La droite était déjà enracinée à Béziers, notamment la droite populaire avec Elie Aboud (député UMP puis Les Républicains de 2007 à 2017, NDLR). C'est la grande faiblesse des autres qui fait la force de Robert Ménard, c'est un enracinement sur une seule personne. Et le facteur personnel joue d'autant plus qu'au travers de sa gestion municipale, de provocations et d'habillages subtils de communication et de récupération de la mise, il a réussi à agréger des soutiens plus composites qu'en 2014. Il a réussi à créer du collectif là où les autres ont échoué.

Robert Ménard a pris ses distances avec Marine Le Pen, qu'il juge trop clivante. Il n'est donc pas d'accord avec Louis Aliot (maire RN de Perpignan depuis juin 2020) sur une stratégie électorale. Ces divergences pourraient-elles desservir l'implantation de l'extrême-droite, notamment sur l'ex-Languedoc-Roussillon, aux prochaines élections régionales ?
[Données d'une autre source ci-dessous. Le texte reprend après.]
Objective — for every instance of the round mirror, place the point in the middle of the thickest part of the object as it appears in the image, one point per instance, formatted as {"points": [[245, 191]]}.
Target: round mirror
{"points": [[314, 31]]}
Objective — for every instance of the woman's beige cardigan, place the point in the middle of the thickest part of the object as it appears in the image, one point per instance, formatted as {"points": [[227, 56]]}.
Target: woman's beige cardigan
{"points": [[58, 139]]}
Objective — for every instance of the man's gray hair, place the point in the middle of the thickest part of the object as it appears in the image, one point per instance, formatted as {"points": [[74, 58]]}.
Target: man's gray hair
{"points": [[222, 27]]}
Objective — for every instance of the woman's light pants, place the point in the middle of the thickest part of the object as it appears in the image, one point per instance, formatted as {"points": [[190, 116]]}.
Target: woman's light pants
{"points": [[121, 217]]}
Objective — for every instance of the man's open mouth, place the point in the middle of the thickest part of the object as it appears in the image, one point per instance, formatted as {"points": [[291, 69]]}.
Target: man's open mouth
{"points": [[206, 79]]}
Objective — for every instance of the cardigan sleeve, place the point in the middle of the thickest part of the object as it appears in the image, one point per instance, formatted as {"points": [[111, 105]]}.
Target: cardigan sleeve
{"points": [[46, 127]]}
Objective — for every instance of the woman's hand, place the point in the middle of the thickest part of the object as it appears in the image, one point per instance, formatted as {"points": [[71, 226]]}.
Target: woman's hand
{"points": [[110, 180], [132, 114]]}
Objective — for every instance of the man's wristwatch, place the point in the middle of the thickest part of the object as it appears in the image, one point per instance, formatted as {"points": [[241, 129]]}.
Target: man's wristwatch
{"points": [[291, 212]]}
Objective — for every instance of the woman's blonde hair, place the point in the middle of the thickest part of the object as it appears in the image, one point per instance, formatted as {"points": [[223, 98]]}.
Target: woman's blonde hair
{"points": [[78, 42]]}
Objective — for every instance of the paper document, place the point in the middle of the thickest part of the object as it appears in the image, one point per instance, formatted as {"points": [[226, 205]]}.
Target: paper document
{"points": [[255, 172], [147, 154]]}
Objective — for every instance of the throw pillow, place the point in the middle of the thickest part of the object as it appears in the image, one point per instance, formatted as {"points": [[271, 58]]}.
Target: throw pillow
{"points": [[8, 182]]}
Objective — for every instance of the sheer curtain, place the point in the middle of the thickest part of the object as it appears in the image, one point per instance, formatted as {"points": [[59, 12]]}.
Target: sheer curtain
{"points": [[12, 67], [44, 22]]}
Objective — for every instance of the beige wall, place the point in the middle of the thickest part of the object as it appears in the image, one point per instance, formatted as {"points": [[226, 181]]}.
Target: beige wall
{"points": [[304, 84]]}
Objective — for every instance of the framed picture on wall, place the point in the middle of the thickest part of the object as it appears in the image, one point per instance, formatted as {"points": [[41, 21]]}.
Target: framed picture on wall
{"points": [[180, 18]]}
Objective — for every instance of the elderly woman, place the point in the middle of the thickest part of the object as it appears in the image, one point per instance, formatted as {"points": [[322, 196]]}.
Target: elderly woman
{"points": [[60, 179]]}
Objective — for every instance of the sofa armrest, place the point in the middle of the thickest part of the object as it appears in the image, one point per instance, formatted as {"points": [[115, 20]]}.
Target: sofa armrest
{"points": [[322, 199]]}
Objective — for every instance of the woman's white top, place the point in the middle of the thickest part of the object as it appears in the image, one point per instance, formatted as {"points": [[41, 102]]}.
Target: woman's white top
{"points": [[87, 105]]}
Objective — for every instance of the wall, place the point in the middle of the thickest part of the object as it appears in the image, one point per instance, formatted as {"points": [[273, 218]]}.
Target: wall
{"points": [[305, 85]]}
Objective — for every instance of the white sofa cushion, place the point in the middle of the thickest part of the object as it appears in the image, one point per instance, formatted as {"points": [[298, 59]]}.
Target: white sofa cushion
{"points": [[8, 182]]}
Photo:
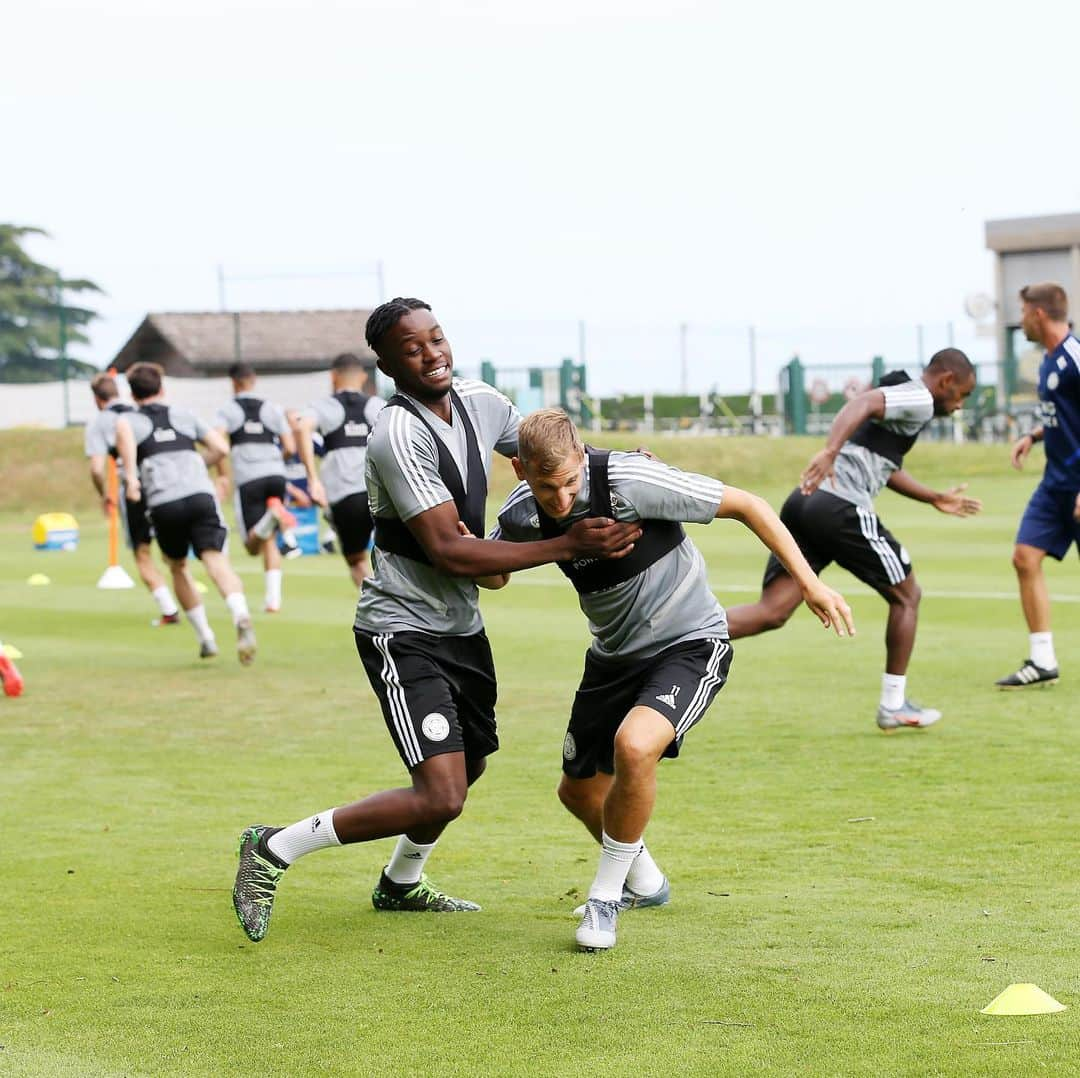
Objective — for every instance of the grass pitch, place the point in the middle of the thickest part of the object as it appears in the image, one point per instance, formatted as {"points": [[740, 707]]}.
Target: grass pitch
{"points": [[842, 902]]}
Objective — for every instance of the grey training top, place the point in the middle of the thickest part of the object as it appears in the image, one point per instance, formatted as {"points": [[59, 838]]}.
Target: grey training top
{"points": [[669, 603], [254, 460], [170, 476], [403, 481], [860, 472], [342, 470]]}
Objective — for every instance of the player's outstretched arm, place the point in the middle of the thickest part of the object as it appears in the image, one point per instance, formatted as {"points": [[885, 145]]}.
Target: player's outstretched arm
{"points": [[437, 533], [867, 405], [953, 501], [757, 514]]}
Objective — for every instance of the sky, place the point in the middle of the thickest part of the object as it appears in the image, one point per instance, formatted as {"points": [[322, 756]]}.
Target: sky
{"points": [[821, 172]]}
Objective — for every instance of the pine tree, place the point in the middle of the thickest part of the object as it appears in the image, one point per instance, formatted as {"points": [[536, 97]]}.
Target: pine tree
{"points": [[30, 313]]}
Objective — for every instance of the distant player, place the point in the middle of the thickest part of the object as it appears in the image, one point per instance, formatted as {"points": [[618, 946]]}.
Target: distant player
{"points": [[157, 444], [833, 519], [345, 421], [418, 627], [10, 676], [100, 443], [258, 435], [660, 649], [1051, 523]]}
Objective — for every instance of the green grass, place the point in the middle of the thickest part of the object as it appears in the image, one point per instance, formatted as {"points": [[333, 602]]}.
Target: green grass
{"points": [[797, 941]]}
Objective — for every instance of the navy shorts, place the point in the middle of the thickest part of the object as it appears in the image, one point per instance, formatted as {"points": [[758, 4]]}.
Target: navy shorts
{"points": [[1049, 522]]}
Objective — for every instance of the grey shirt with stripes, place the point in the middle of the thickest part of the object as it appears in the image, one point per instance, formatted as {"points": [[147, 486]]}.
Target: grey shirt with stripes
{"points": [[403, 481], [860, 473], [253, 460], [671, 602]]}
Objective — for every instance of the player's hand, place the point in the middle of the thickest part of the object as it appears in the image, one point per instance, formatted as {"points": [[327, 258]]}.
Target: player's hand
{"points": [[602, 537], [954, 502], [829, 607], [819, 470], [1020, 450]]}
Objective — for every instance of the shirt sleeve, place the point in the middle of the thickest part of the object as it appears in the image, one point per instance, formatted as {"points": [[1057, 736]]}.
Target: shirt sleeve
{"points": [[908, 402], [658, 492], [406, 462]]}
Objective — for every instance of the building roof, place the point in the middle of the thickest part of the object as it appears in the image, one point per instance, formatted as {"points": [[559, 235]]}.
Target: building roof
{"points": [[193, 344], [1033, 233]]}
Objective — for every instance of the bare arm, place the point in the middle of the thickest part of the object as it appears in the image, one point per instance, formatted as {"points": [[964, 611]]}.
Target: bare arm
{"points": [[306, 449], [125, 448], [755, 512], [952, 501], [868, 405], [458, 555]]}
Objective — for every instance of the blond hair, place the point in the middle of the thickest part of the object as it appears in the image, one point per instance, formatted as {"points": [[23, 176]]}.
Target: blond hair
{"points": [[545, 439], [1049, 297]]}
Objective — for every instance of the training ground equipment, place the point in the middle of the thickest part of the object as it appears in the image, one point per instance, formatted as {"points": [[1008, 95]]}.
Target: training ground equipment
{"points": [[55, 531], [115, 577], [1023, 999]]}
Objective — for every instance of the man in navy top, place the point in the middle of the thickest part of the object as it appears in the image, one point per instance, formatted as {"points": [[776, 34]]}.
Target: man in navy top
{"points": [[1051, 523]]}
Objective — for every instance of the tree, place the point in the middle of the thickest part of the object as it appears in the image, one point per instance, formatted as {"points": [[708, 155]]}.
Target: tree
{"points": [[31, 319]]}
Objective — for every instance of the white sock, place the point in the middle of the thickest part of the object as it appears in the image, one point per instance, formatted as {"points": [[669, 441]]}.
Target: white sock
{"points": [[238, 607], [616, 859], [406, 865], [1042, 650], [892, 690], [200, 623], [164, 600], [305, 836], [645, 877], [264, 527], [273, 588]]}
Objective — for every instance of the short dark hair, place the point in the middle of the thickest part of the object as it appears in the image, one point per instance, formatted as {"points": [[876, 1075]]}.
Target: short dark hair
{"points": [[387, 315], [953, 359], [104, 387], [145, 380], [346, 362], [1049, 297], [241, 372]]}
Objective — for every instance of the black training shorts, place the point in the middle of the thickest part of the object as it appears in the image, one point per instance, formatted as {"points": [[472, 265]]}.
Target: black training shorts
{"points": [[252, 499], [188, 523], [352, 522], [436, 692], [832, 529], [680, 683]]}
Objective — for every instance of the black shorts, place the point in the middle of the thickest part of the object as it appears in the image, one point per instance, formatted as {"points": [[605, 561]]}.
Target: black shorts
{"points": [[352, 522], [188, 523], [252, 499], [831, 529], [680, 683], [136, 523], [436, 692]]}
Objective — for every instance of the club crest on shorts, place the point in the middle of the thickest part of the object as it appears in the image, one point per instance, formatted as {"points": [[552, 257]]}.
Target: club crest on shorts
{"points": [[435, 727]]}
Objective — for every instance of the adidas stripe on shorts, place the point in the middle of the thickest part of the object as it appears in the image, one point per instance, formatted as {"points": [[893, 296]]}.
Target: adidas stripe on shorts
{"points": [[679, 682]]}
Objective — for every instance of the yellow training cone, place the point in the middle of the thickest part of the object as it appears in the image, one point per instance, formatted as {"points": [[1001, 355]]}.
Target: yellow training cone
{"points": [[1023, 999]]}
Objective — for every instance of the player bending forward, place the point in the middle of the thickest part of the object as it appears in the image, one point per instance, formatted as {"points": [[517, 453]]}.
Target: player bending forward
{"points": [[660, 649], [832, 515]]}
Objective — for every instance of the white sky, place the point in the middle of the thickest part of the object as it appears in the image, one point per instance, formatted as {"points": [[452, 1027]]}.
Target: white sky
{"points": [[822, 170]]}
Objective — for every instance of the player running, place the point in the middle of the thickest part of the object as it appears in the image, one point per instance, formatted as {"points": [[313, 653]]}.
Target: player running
{"points": [[1051, 523], [157, 445], [100, 443], [832, 515], [258, 434], [418, 627], [660, 649], [345, 421]]}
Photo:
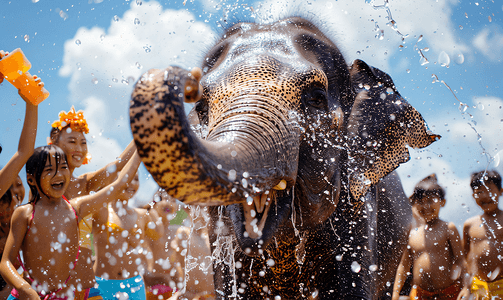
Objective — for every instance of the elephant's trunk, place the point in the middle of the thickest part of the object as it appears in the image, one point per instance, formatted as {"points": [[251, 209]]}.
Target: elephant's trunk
{"points": [[244, 155]]}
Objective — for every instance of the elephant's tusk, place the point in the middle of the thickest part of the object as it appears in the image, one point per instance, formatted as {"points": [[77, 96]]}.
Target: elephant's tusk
{"points": [[281, 185]]}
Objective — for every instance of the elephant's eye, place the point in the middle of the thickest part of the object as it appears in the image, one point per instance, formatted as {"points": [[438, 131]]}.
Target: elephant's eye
{"points": [[317, 98]]}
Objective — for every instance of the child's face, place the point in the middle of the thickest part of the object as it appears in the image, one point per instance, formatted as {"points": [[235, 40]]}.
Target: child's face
{"points": [[54, 181], [74, 144], [428, 207], [487, 197]]}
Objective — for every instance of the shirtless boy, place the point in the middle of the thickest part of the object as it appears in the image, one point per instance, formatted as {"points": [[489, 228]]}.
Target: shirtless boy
{"points": [[434, 249], [483, 237]]}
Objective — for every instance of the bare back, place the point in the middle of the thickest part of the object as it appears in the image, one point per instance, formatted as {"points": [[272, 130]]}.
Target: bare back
{"points": [[50, 241], [433, 255], [483, 241]]}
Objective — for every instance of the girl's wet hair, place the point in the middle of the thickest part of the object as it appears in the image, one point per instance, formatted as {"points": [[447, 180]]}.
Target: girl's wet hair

Oui il va y avoir un problème pour le Rassemblement national qui se divise. Mais il y a eu des précédents : en 1998, la maison FN a explosé en vol (Bruno Mégret avait quitté le Front national de Jean-Marie Le Pen pour créer son propre parti, NDLR) juste avant les élections régionales, ce qui n'a pas empêché le FN de faire un gros score en Languedoc-Roussillon et d'être associé, en sous-main avec Jacques Blanc, à la gestion de la Région. Il ne faut pas trop parier sur l'influence directe qu'ont ces conflits internes sur l'électorat du Rassemblement national. Celui-ci est souvent éloigné des enjeux partisans et se positionne davantage sur ces passions tristes, qui sont porteuses, on le sait, en ce moment.